There was a consensus among those who participated in the launch of the blockchain that a BP should be reinvesting in EOS.

Those were BPs who wanted to gain rewards for tools instead of rewarding voters. That’s a position, but there was no consensus, just a want. Remember, token holders decide, not founding BPs.

Some sources hint that there have been bad signs for the fundamental performance of the blockchain. Others say everything is mostly fine.

Its fine. Some BPs might be a bit slower at times, but this is a blockcahin. You know- fault tolerance and stuff🙄.

“Subjectively, it feels wrong that the lower-ranked BPs are the one shouldering this cost,” he wrote, while also noting that a good API requires hardware and skill to run, such that even well-funded BPs may not be equipped to run one.

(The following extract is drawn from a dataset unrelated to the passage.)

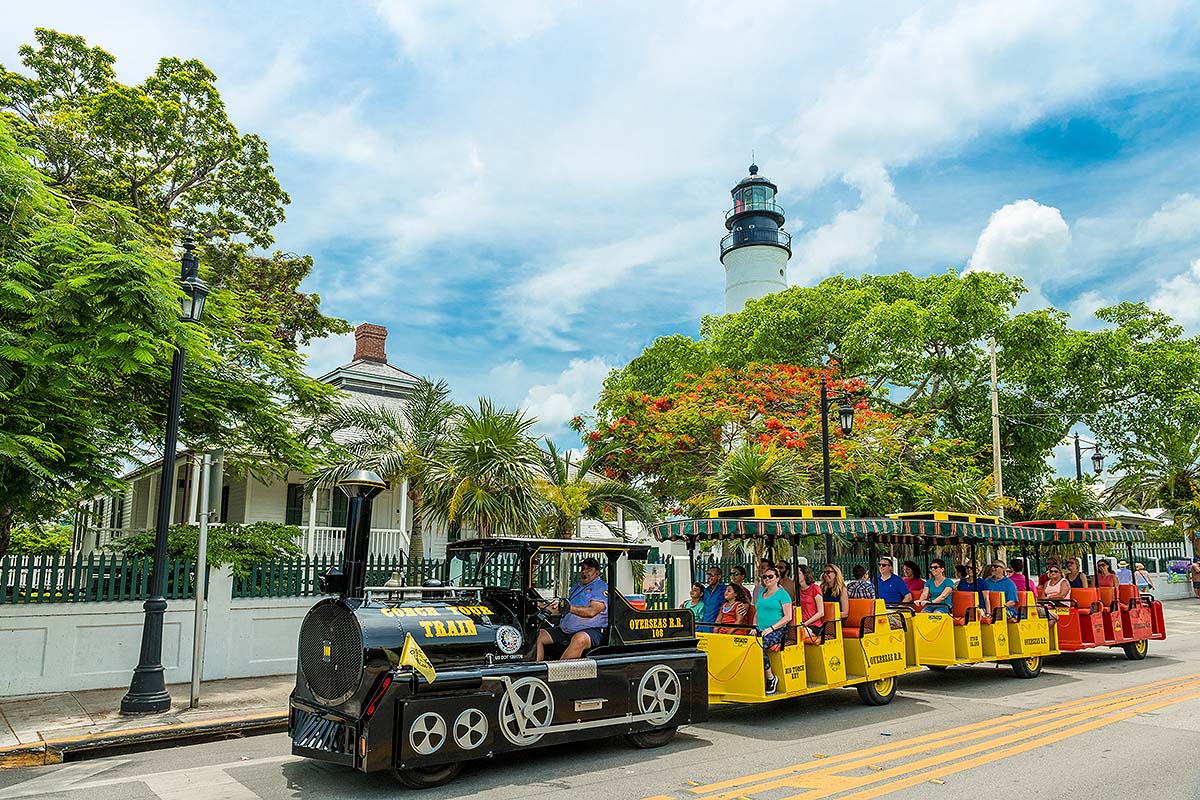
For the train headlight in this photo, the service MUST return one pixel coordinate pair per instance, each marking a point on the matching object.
(509, 639)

There is no requirement for lower-ranked BPs to shoulder that cost. Teams do it to gain support and votes, and if that’s not enough, they can start charging.

EDNA’s Simpson told CoinDesk that the unreliability of some BPs required EDNA to revise its code so it checked more than one API, for when some weren’t operational or when blocks were dropped.

Basically, EDNA just admitted they don’t even run their own node! And not even that they were relying on a SINGLE BP to report the data! And adding more API’s for reliability (or checking if the first BP api is lying to them) is what they (and you, as a reporter!) consider an issue! This is some next level of cluelessness😳.

Perhaps most tellingly, Block.One itself has yet to launch (or really say anything more about) the service it announced in June

They said they need 1.8 fork first (Sept 23). It’s not clear when it launches after that, but they did say something.